An’ there wi’ Jenny took a stroll
   Her youngest sister, Poll, so gay,
Bezide John Hind, ah! merry soul,
   An’ mid her wedlock fay;
An’ at our zides did play an’ run
My little maid an’ smaller son.
 
Above the beaeten mwold upsprung
   The driven doust, a-spreaden light,
An’ on the new-leav’d thorn, a-hung,
   Wer wool a-quiv’ren white;
An’ corn, a sheenen bright, did bow,
On slopen Meldon’s zunny brow.
 
There, down the rufless wall did glow
   The zun upon the grassy vloor,
An’ weakly-wandren winds did blow,
   Unhinder’d by a door;
An’ smokeless now avore the zun
Did stan’ the ivy-girded tun.
 
My bwoy did watch the daws’ bright wings
   A-flappen vrom their ivy bow’rs;
My wife did watch my maid’s light springs,
   Out here an’ there vor flow’rs;
And John did zee noo tow’rs, the pleaece
Vor him had only Polly’s feaece.
 
An’ there, of all that pried about
   The walls, I overlook’d em best,
An’ what o’ that?
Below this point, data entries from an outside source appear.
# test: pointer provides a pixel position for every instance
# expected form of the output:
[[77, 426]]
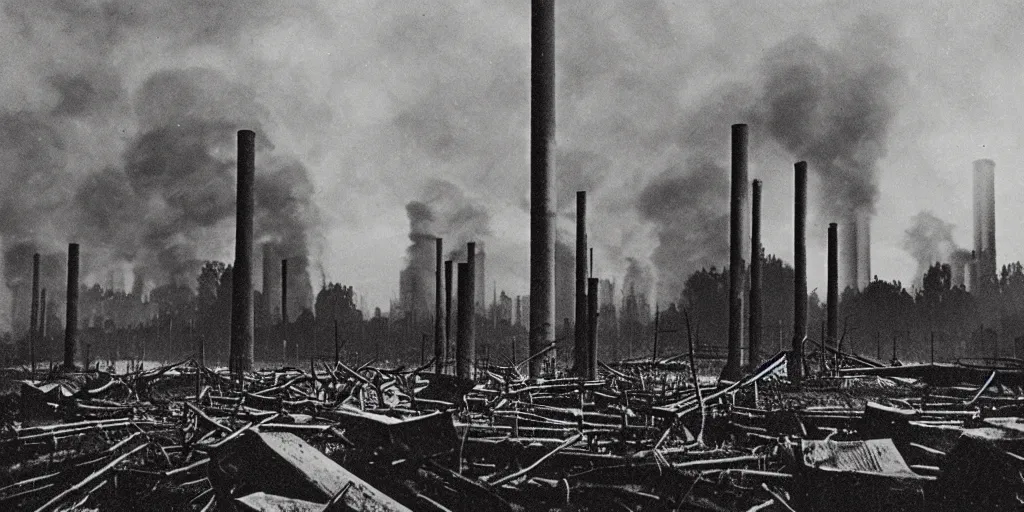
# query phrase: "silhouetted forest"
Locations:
[[176, 321]]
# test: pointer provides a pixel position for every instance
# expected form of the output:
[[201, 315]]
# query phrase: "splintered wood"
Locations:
[[643, 435]]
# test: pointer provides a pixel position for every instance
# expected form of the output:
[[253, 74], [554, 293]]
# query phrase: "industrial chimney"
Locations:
[[242, 279], [542, 182], [439, 325], [34, 316], [833, 288], [581, 356], [465, 343], [737, 249], [984, 223], [71, 315], [754, 350], [796, 360]]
Why, I meaede out
   Noo mwore than all the rest:
That there wer woonce the nest of zome
That wer a-gone avore we come.
 
When woonce above the tun the smoke
   Did wreathy blue among the trees,
An’ down below, the liven vo’k,
   Did tweil as brisk as bees;
Or zit wi’ weary knees, the while
The sky wer lightless to their tweil.